Why doesn't the compiler report an error when a variable not declared as mutable is modified?
What you have written is identical to:
let x: u32 = 10;
The compiler will not permit you to mutate it thereafter:
let x: u32;
x = 10;
x = 0; // Error: re-assignment of immutable variable `x`
Note that it is a compiler error if you try to use an uninitialized variable:
let x: u32;
println!("{}", x); // Error: use of possibly uninitialized variable: `x`
This feature can be pretty useful if you want to initialize the variable differently based on runtime conditions.

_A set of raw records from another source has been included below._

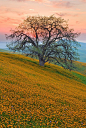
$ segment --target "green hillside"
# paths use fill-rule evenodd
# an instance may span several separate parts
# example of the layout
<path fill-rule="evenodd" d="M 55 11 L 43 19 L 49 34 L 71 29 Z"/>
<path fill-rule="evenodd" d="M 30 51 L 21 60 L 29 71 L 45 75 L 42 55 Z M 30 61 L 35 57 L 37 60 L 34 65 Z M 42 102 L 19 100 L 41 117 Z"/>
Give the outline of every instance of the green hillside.
<path fill-rule="evenodd" d="M 70 72 L 0 52 L 1 128 L 85 128 L 86 63 L 76 65 Z"/>

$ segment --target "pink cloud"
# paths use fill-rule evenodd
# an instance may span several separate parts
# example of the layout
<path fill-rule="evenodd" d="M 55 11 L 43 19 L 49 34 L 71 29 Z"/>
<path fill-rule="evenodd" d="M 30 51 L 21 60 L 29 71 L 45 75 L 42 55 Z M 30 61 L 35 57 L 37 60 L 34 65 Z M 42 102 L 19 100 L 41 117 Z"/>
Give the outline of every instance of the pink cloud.
<path fill-rule="evenodd" d="M 60 16 L 60 17 L 63 17 L 63 16 L 72 16 L 72 17 L 75 17 L 75 16 L 78 16 L 79 14 L 72 14 L 72 13 L 66 13 L 66 12 L 60 12 L 60 13 L 55 13 L 56 15 Z"/>
<path fill-rule="evenodd" d="M 65 8 L 71 8 L 73 7 L 73 4 L 69 1 L 52 1 L 52 4 L 54 7 L 65 7 Z"/>
<path fill-rule="evenodd" d="M 86 0 L 82 0 L 82 2 L 86 2 Z"/>
<path fill-rule="evenodd" d="M 11 1 L 18 1 L 18 2 L 25 2 L 25 1 L 47 2 L 48 0 L 11 0 Z"/>

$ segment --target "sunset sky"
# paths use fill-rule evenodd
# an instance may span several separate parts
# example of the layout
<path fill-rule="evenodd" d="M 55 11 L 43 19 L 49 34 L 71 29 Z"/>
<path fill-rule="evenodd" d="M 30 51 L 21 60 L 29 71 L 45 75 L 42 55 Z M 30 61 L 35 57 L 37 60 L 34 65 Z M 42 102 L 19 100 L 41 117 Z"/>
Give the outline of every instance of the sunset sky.
<path fill-rule="evenodd" d="M 29 15 L 52 14 L 68 20 L 70 28 L 81 32 L 77 40 L 86 43 L 86 0 L 0 0 L 0 42 Z"/>

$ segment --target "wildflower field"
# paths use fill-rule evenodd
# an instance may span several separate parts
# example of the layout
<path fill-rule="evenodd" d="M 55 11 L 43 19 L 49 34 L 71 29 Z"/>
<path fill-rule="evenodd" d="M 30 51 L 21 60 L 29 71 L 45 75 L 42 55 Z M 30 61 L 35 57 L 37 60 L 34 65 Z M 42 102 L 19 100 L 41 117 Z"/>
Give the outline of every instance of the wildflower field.
<path fill-rule="evenodd" d="M 0 128 L 86 128 L 85 73 L 1 52 L 0 101 Z"/>

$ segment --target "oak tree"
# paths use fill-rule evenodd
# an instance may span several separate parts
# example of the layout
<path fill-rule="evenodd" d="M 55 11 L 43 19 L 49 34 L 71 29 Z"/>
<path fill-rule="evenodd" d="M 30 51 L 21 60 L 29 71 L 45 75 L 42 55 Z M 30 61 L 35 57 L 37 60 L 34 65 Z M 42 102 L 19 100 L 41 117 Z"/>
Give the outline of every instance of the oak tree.
<path fill-rule="evenodd" d="M 7 46 L 27 55 L 36 55 L 41 66 L 53 62 L 71 69 L 72 62 L 77 60 L 78 35 L 61 17 L 29 16 L 7 35 L 11 39 Z"/>

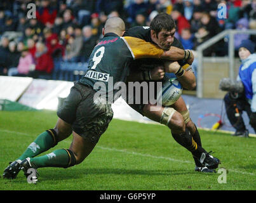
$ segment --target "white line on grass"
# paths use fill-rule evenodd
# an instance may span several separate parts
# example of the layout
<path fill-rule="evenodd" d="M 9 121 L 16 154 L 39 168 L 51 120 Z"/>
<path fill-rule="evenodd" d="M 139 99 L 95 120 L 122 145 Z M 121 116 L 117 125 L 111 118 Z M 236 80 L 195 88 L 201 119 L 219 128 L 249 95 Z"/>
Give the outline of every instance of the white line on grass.
<path fill-rule="evenodd" d="M 3 133 L 14 133 L 14 134 L 21 134 L 21 135 L 26 135 L 26 136 L 30 136 L 31 134 L 27 134 L 27 133 L 21 133 L 21 132 L 17 132 L 17 131 L 9 131 L 7 129 L 0 129 L 0 132 L 3 132 Z M 67 140 L 63 140 L 62 141 L 70 143 L 71 142 L 67 141 Z M 191 161 L 189 160 L 179 160 L 179 159 L 172 159 L 171 157 L 159 157 L 159 156 L 154 156 L 150 154 L 142 154 L 142 153 L 138 153 L 138 152 L 130 152 L 130 151 L 126 151 L 125 150 L 120 150 L 120 149 L 117 149 L 115 148 L 109 148 L 109 147 L 102 147 L 102 146 L 96 146 L 97 148 L 99 148 L 102 150 L 109 150 L 109 151 L 115 151 L 115 152 L 122 152 L 122 153 L 126 153 L 126 154 L 133 154 L 135 155 L 138 155 L 138 156 L 143 156 L 143 157 L 150 157 L 152 159 L 165 159 L 170 161 L 175 161 L 175 162 L 182 162 L 182 163 L 192 163 Z M 238 171 L 236 169 L 227 169 L 227 170 L 230 172 L 233 172 L 233 173 L 240 173 L 243 174 L 248 174 L 248 175 L 251 175 L 251 176 L 255 176 L 255 174 L 253 173 L 248 173 L 248 172 L 243 172 L 240 171 Z"/>

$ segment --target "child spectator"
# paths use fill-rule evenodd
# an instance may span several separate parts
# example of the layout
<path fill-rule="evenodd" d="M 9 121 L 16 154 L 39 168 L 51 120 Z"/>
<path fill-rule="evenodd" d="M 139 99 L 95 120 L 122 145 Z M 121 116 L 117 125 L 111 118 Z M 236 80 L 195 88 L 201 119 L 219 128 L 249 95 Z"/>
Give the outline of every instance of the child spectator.
<path fill-rule="evenodd" d="M 243 18 L 239 19 L 236 23 L 236 29 L 238 30 L 245 30 L 249 27 L 249 21 L 247 18 Z M 250 35 L 245 33 L 236 34 L 234 36 L 234 48 L 236 51 L 238 51 L 238 48 L 243 40 L 248 39 Z"/>
<path fill-rule="evenodd" d="M 192 49 L 194 48 L 194 36 L 188 29 L 184 29 L 181 32 L 180 41 L 184 49 Z"/>
<path fill-rule="evenodd" d="M 177 8 L 173 8 L 171 15 L 176 22 L 177 29 L 177 31 L 180 36 L 181 35 L 181 32 L 184 29 L 190 29 L 189 22 L 187 19 L 185 19 L 185 18 L 182 15 L 180 11 Z"/>
<path fill-rule="evenodd" d="M 8 56 L 9 51 L 9 39 L 6 37 L 3 37 L 0 46 L 0 75 L 6 75 L 8 67 Z"/>
<path fill-rule="evenodd" d="M 47 47 L 42 42 L 37 42 L 36 47 L 35 70 L 30 71 L 28 75 L 33 78 L 38 78 L 41 75 L 50 75 L 54 67 L 53 58 L 50 55 Z"/>
<path fill-rule="evenodd" d="M 27 76 L 30 70 L 34 69 L 34 63 L 27 48 L 24 48 L 21 52 L 18 67 L 9 69 L 9 76 Z"/>
<path fill-rule="evenodd" d="M 57 15 L 57 10 L 50 6 L 50 0 L 42 0 L 36 11 L 36 19 L 45 26 L 51 28 Z"/>

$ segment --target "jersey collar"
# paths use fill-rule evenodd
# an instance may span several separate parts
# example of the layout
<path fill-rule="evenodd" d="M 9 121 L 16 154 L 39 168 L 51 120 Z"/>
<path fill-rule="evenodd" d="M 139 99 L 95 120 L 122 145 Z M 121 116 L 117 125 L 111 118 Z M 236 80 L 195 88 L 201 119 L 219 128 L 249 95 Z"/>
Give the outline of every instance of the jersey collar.
<path fill-rule="evenodd" d="M 109 36 L 119 37 L 116 34 L 115 34 L 114 32 L 108 32 L 105 34 L 104 37 L 109 37 Z"/>

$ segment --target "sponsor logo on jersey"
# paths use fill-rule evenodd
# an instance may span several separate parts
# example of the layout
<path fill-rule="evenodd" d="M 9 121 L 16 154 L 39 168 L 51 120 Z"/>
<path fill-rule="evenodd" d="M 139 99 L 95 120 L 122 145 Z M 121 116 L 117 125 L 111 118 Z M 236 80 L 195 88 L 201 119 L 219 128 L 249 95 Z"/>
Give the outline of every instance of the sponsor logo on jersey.
<path fill-rule="evenodd" d="M 40 147 L 37 145 L 35 142 L 32 142 L 31 144 L 29 145 L 29 149 L 31 150 L 34 153 L 36 153 L 37 148 L 39 149 Z"/>
<path fill-rule="evenodd" d="M 88 77 L 97 81 L 107 82 L 109 78 L 109 74 L 104 74 L 94 70 L 88 70 L 84 75 L 85 77 Z"/>

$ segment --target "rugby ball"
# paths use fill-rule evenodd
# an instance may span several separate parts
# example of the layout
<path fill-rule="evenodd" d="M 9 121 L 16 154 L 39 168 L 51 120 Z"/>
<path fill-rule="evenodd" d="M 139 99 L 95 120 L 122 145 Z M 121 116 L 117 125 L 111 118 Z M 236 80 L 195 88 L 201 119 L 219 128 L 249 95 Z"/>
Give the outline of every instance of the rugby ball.
<path fill-rule="evenodd" d="M 178 100 L 182 93 L 183 88 L 177 78 L 170 78 L 163 82 L 162 90 L 158 93 L 158 102 L 163 106 L 170 106 Z"/>

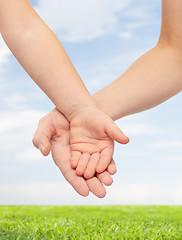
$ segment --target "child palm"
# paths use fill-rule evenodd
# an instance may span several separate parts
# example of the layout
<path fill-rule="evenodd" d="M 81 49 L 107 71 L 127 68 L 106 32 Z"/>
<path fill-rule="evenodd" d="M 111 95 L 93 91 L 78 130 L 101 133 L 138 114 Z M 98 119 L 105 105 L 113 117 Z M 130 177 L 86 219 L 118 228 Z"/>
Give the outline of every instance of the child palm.
<path fill-rule="evenodd" d="M 129 139 L 105 113 L 92 109 L 79 113 L 70 123 L 71 166 L 76 174 L 91 178 L 110 164 L 114 140 L 126 144 Z"/>

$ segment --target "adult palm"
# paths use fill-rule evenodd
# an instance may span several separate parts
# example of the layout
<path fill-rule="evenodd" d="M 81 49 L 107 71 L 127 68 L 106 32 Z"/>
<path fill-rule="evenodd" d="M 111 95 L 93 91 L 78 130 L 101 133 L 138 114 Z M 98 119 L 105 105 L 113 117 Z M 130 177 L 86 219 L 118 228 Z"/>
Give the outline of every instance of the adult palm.
<path fill-rule="evenodd" d="M 77 176 L 75 169 L 70 164 L 69 123 L 57 109 L 54 109 L 40 120 L 33 143 L 45 156 L 50 151 L 52 152 L 55 164 L 78 194 L 87 196 L 89 191 L 91 191 L 97 197 L 101 198 L 105 196 L 106 190 L 102 183 L 105 185 L 112 184 L 110 174 L 114 174 L 116 171 L 114 161 L 111 162 L 108 168 L 110 174 L 105 171 L 89 180 L 84 179 L 82 176 Z"/>

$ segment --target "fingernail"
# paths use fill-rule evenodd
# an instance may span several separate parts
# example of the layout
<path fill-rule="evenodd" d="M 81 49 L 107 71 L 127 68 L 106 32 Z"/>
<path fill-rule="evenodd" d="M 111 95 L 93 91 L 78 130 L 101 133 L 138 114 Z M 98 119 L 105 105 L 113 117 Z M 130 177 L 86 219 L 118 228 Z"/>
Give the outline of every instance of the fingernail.
<path fill-rule="evenodd" d="M 44 149 L 45 149 L 45 147 L 44 147 L 42 144 L 40 144 L 40 145 L 39 145 L 39 150 L 41 151 L 42 154 L 43 154 L 43 152 L 44 152 Z"/>

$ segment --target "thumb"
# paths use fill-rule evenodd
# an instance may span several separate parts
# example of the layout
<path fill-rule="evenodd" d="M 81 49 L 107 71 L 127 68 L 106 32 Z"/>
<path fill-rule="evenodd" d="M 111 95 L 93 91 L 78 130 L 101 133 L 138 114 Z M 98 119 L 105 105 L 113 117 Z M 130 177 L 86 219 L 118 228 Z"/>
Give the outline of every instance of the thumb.
<path fill-rule="evenodd" d="M 106 125 L 106 133 L 107 135 L 121 144 L 127 144 L 129 142 L 129 138 L 124 135 L 121 129 L 114 123 L 114 121 L 108 121 Z"/>
<path fill-rule="evenodd" d="M 38 148 L 44 156 L 49 155 L 51 151 L 51 131 L 48 126 L 45 126 L 41 121 L 33 137 L 33 145 Z"/>

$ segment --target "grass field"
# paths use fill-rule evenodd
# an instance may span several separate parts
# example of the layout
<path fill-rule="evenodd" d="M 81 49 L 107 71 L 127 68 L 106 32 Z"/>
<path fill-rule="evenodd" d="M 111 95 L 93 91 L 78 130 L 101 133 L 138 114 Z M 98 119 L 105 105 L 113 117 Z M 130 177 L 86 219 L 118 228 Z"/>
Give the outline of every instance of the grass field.
<path fill-rule="evenodd" d="M 0 206 L 4 239 L 180 239 L 178 206 Z"/>

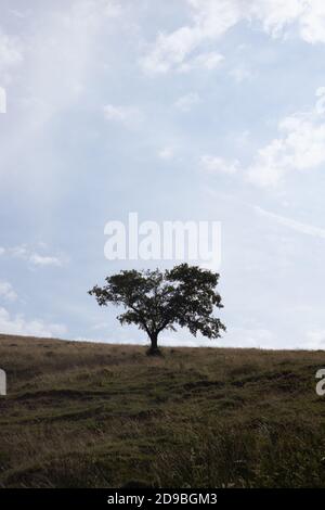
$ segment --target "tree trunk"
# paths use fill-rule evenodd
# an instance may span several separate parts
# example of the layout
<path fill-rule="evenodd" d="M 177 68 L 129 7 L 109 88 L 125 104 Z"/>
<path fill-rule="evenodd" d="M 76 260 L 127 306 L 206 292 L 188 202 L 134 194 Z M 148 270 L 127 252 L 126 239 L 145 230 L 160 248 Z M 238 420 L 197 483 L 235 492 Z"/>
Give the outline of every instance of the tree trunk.
<path fill-rule="evenodd" d="M 158 333 L 151 334 L 150 339 L 151 339 L 151 346 L 147 349 L 146 354 L 148 356 L 160 356 L 161 353 L 158 349 Z"/>

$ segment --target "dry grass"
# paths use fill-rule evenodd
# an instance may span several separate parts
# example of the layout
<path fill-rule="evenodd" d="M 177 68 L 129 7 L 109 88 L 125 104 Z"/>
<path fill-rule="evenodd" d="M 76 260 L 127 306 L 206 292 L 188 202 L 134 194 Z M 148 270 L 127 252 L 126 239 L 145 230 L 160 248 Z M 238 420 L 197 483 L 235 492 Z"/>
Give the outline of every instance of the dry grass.
<path fill-rule="evenodd" d="M 0 335 L 1 487 L 325 486 L 324 352 Z"/>

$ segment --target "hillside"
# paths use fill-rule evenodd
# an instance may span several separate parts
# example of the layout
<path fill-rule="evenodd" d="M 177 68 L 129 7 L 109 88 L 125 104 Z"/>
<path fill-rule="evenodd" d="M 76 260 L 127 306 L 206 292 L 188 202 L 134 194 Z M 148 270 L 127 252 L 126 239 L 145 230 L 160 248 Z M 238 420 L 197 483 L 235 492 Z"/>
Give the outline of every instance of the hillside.
<path fill-rule="evenodd" d="M 0 487 L 325 486 L 324 352 L 0 335 Z"/>

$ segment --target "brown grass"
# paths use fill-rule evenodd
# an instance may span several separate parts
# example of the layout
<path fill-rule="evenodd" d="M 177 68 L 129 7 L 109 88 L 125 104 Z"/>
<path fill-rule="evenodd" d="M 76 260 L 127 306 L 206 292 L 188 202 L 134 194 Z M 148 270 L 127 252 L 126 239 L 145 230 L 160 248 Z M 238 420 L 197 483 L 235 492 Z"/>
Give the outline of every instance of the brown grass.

A naive example:
let x: u32;
if condition {
x = 1;
} else if other_condition {
x = 10;
} else {
x = 100;
}
But still it will still be an error if there is a possibility that it isn't initialized:
let x: u32;
if condition {
x = 1;
} else if other_condition {
x = 10;
} // no else
println!("{:?}", x); // Error: use of possibly uninitialized variable: `x`
As mentioned, this is not mutation, but deferred initialization:
- mutation is about changing the value of an existing variable,
- deferred initialization is about declaring a variable at one point, and initializing it later.
The Rust compiler tracks whether a variable has a value at compile-time, so unlike C there is no risk of accidentally using an uninitialized variable (or unlike C++, a variable that was moved from).
The most important reason for using deferred initialization is scope.
fn main() {
let x;
let mut v = vec!();
{
x = 2;
v.push(&x);
}
println!("{:?}", v);
}
In Rust, the borrow-checker will validate that a reference cannot outlive the value it refers to, preventing dangling references.
This means that v.push(&x)
requires that x
lives longer than v
, and therefore be declared before v
.
The need for it does not crop up often, but when it does other solutions would require run-time checks.